アイドルの歌が終わり、さあ小休憩を挟んでいよいよ開演か、と思って身構えるも、いつまでたってもライブが始まる気配がない。その間、ステージ脇から舞台内に入る通路をスタッフが何度か往復するも、開演が遅れていることでの観客へのアナウンスも何もない。そもそも観客も少ないからその必要もなかったのかもしれないが。自分はホール左手、ちょうど舞台内に入る通路のそばに丸いテーブルが置いてあったので、そこに飲み物を置いて待機していたのだが、後ろにいる若い女性が話しかけられていて、どうやら彼女たちは事務所の先輩が出演するのを見に来たらしいことがわかる。
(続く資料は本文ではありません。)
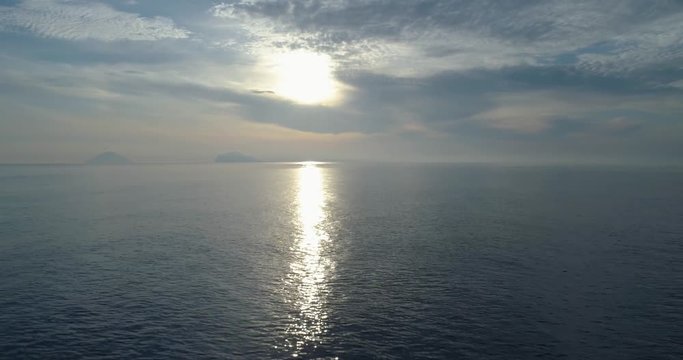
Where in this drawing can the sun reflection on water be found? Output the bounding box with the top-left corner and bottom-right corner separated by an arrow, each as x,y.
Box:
286,162 -> 333,357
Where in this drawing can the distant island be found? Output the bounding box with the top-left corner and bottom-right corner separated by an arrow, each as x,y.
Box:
85,151 -> 131,165
214,151 -> 258,163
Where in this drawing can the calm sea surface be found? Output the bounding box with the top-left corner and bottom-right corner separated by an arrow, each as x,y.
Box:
0,163 -> 683,359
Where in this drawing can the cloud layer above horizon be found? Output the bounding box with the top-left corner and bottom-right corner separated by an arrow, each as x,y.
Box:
0,0 -> 683,163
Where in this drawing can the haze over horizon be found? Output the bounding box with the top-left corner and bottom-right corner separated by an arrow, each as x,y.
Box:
0,0 -> 683,164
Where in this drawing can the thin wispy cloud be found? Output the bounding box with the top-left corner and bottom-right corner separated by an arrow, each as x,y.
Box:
0,0 -> 683,164
0,0 -> 190,41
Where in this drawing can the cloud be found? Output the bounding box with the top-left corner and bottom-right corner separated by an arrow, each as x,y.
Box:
0,0 -> 190,41
211,0 -> 683,76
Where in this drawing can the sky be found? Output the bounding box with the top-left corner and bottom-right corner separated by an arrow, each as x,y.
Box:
0,0 -> 683,164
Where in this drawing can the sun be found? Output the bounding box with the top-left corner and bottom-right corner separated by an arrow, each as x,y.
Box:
274,50 -> 338,105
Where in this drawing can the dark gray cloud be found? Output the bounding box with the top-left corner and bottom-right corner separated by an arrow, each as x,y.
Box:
0,0 -> 683,163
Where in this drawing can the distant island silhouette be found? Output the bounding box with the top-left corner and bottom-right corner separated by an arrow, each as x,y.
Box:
85,151 -> 131,165
214,151 -> 258,163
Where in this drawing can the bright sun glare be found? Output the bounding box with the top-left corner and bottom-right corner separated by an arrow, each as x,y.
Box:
275,50 -> 337,105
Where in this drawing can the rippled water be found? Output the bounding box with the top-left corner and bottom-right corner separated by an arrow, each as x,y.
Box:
0,163 -> 683,359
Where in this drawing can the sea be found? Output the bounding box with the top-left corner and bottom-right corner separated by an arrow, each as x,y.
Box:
0,162 -> 683,359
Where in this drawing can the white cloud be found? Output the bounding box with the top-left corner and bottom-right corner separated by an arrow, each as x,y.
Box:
0,0 -> 190,41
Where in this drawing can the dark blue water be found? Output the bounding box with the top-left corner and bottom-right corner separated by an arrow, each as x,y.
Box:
0,164 -> 683,359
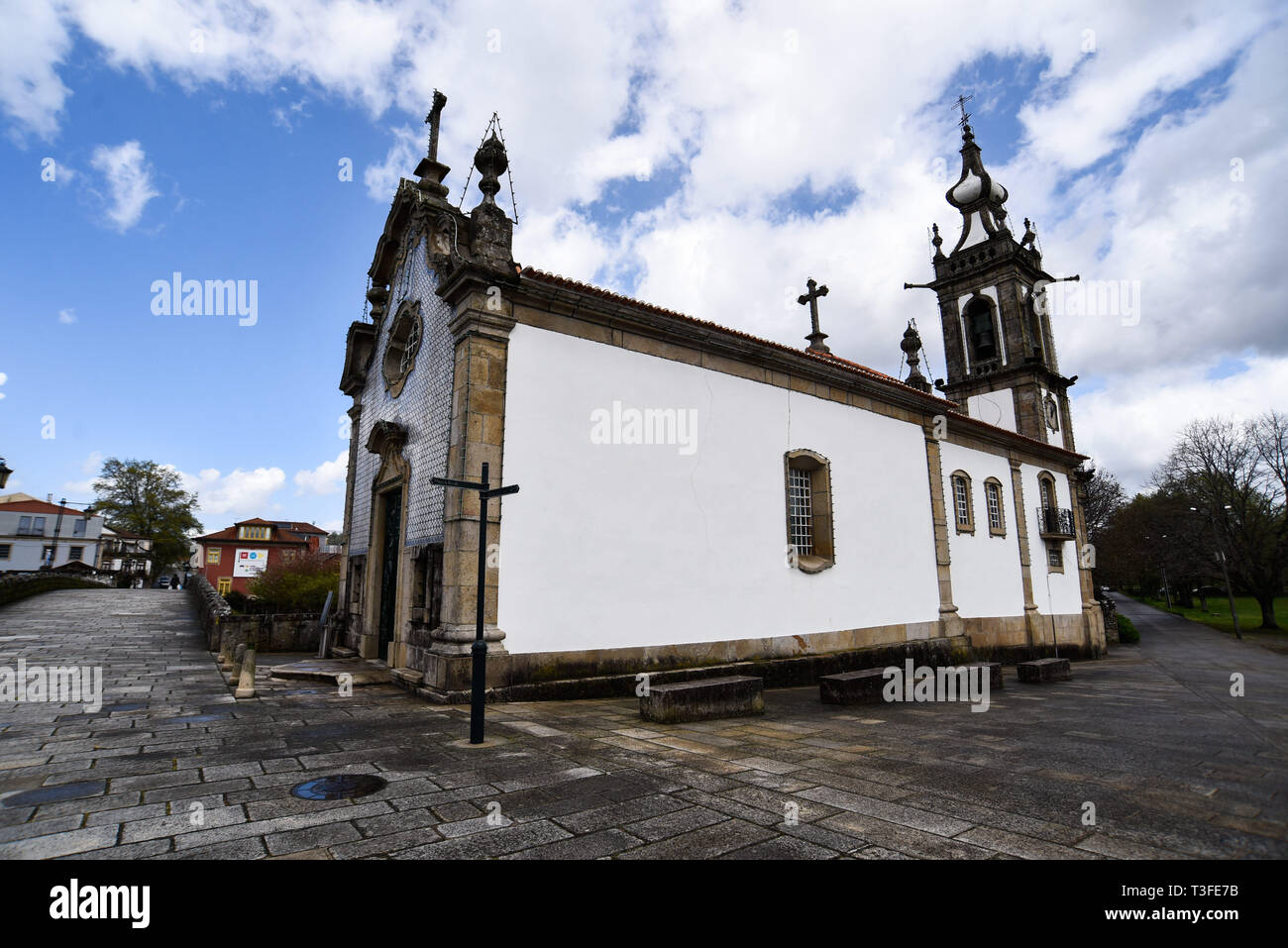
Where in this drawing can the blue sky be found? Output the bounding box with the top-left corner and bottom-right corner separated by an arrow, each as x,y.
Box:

それを聞いてあらためてホール内を見たとき、右手にいる母親的な人たちも、そして新たに入ってきた親子(子供は小学高学年あたりの女児)も、アイドルファンではなくてアイドル側の人たちなのではないかと思えてきた。つまり開演を前にして、ホール内にいる観客は、むしろアイドルになりたい(したい)側の人間が多いのではないかと気づきはじめてしまったのだ。(後で分かるが、あるダンスパフォーマンスグループ(中高生中心)が出演後に客のいるスペースに入ってきて、開演前からいた母親連中のところに集まった。やはり、出演メンバーの母親だったのだ、と確認。)あたりを歩き回る怪しい業界人含めた、そんなホールを支配する業界臭に単なるアウェイ感ではない違和感を感じながらイベントは始まることになる。ともかく、自分が来るはずだと思っていたアイドルファンはほとんどその場に存在しないのだ。
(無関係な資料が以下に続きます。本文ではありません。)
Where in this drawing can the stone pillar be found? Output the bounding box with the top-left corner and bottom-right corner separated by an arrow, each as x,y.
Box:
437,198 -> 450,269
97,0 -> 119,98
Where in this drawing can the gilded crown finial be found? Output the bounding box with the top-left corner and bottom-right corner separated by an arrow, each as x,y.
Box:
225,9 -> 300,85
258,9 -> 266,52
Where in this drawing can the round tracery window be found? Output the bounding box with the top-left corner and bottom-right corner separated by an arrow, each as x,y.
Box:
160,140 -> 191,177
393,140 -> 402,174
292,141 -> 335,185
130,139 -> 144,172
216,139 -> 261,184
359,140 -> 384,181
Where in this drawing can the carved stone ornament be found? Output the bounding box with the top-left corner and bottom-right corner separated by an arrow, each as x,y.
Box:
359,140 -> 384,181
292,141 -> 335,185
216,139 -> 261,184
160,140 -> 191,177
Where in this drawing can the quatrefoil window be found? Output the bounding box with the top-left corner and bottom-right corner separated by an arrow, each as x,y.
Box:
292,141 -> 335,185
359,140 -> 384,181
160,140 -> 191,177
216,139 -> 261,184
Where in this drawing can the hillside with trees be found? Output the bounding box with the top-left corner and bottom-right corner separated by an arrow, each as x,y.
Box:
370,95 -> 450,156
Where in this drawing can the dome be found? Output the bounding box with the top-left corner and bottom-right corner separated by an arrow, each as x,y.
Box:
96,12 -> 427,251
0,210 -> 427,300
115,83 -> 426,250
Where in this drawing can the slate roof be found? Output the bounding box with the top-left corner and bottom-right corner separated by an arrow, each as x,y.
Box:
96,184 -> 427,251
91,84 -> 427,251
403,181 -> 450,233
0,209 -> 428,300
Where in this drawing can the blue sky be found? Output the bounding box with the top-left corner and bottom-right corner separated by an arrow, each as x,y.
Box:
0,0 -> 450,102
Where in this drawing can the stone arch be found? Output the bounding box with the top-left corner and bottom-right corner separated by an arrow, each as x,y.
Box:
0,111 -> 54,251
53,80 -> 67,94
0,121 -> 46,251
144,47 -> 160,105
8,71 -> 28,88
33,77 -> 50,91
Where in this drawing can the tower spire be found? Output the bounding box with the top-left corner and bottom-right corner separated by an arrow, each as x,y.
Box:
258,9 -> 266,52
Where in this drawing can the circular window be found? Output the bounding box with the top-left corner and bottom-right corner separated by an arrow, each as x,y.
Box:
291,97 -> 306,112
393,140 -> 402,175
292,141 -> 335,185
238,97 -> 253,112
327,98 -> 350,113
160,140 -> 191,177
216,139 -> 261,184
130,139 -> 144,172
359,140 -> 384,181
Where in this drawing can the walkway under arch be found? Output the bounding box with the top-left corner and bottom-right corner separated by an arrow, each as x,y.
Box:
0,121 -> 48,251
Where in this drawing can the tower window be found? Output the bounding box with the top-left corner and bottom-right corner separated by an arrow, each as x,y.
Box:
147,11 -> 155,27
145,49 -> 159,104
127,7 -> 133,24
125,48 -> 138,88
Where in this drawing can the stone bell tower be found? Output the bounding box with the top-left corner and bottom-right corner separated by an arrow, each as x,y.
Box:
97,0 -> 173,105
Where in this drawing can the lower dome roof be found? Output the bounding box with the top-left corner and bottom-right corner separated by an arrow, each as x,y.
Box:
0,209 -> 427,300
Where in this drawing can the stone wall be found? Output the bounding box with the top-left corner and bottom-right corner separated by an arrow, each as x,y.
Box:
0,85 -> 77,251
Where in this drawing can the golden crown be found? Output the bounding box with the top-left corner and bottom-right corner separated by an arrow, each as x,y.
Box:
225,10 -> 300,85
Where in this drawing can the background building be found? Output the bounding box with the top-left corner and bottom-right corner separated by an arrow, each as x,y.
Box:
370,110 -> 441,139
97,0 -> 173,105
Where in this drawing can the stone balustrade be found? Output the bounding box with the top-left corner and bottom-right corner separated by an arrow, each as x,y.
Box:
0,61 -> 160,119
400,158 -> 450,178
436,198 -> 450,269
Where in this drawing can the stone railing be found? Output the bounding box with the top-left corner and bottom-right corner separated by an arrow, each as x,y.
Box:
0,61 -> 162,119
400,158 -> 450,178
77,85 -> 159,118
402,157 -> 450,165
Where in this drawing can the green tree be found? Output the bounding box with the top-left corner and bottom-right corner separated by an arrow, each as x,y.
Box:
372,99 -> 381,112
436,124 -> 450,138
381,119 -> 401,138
14時25分にようやく開演。その時点で舞台のあるフロアにいた観客はせいぜい20名。中年男性と、普段モデルをしている女性が司会として登場する。この中年男性が厄介で、まずはいちいち言葉のチョイスが古いこと(「かわいこちゃん」とか1組目のアイドル紹介で「先頭バッターは…」とか)と、笑わそうとするギャグが綾小路きみまろ的なノリなので、普段相手にしているのはもしかしたらそうしたことで共感と笑いが得られる世代なのかもしれないが、アイドル現場のMCとしては滑るどころか、それでなくても反応する観客そのものが少ない会場を完全に凍りつかせて、イベントの進行そのものを危うくしかねない雰囲気になった。モデルの女性はその空気感をしっかり感じ取って、なんとか男性のしゃべりを止めようとしているのがけなげだったが、その司会の男性と女性の対比が、今思えばその土地や建物の歴史性と、アイドルという現代的現象の齟齬を象徴していたようにも思えて興味深い。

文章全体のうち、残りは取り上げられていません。